Rates on 30-year fixed-rate mortgage loans averaged 4.01 percent with an average 0.7 point for the week ending Sept. 29, a new low in records dating to 1971, Freddie Mac said in releasing the results of its latest Primary Mortgage Market Survey.

As interest rates on fixed-rate mortgage loans continue to slide into uncharted territory, demand for refinancings has picked up but applications for purchase loans are still at about the same level as a year ago.

Rates on 30-year fixed-rate mortgage loans averaged 4.01 percent with an average 0.7 point for the week ending Sept. 29, a new low in records dating to 1971, Freddie Mac said in releasing the results of its latest Primary Mortgage Market Survey.

Rates on 15-year fixed-rate mortgages averaged 3.28 percent this week with an average 0.7 point, down from 3.29 percent last week and 3.75 percent a year ago, Freddie Mac said. That’s also a new low in records dating to 1991.

Last year at this time, rates on 30-year fixed-rate mortgages averaged 4.32 percent, before rising to a 2011 high of 5.05 percent in February when expectations for an economic recovery were running high.

Those expectations have been reined in by the European debt crisis, which has investors seeking safety in Treasury bonds and government-backed mortgage-backed securities (MBS) that fund most home loans.

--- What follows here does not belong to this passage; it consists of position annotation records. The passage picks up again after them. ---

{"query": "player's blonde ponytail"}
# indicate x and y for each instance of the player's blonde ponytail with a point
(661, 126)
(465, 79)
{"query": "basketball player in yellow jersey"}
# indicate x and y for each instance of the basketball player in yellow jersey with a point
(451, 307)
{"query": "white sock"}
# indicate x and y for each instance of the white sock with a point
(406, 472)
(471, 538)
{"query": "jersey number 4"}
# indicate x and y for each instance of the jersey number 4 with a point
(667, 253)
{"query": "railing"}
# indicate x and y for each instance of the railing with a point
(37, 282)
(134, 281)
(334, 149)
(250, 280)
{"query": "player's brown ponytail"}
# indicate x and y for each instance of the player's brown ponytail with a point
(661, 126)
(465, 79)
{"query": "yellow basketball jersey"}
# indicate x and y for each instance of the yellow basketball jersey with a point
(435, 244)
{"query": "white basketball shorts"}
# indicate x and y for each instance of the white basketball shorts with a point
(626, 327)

Last week the Federal Reserve said it would move $400 billion currently invested in short-term government bonds into Treasurys with remaining maturities of six years to 30 years.

The plan, quickly dubbed "Operation Twist," also involves reinvesting principal payments on the $1 trillion the Fed holds in Fannie Mae and Freddie Mac debt back into agency-backed MBS as those investments mature.

Both moves may make bonds backed by mortgages more scarce, pushing down borrowing rates for homeowners.

The Fed’s move to sell short-term Treasurys may have had the opposite effect on adjustable-rate mortgage (ARM) loans. Bond prices and yields move in opposite directions, and Freddie Mac chief economist Frank Nothaft noted that short-term Treasurys serve as benchmarks for many ARMs.

Rates on five-year Treasury-indexed hybrid ARM loans averaged 3.02 percent with an average 0.6 point, unchanged from last week but down from 3.52 percent a year ago. The five-year ARM recorded an all-time low in records dating to 2005 during the weeks ending Sept. 1 and Sept. 8, when it averaged 2.96 percent.

For one-year Treasury-indexed ARMs, rates averaged 2.83 percent with an average 0.6 point, up from 2.82 percent last week but down from 3.48 percent a year ago. The one-year ARM hit a low in records dating back to 1984 of 2.81 percent during the week ending Sept. 15.

Looking back a week, a separate survey by the Mortgage Bankers Association showed requests for refinancings was up 11.2 percent from the week before during the week ending Sept. 23.

The MBA’s Weekly Mortgage Applications Survey showed demand for purchase loans was up a seasonally adjusted 2.6 percent from the week before, to about the same level as the same time a year ago.

Applications for purchase loans were up 4.9 percent, the MBA said, while requests for Federal Housing Administration, U.S. Department of Veterans Affairs and U.S. Department of Agriculture loans fell by 0.6 percent, likely due to the pending decline in FHA loan limits on Oct. 1 that lenders have already implemented.

Requests to refinance accounted for 79.7 percent of all mortgage applications, and just 6.1 percent of borrowers were applying for ARM loans, down from 6.7 percent the previous week.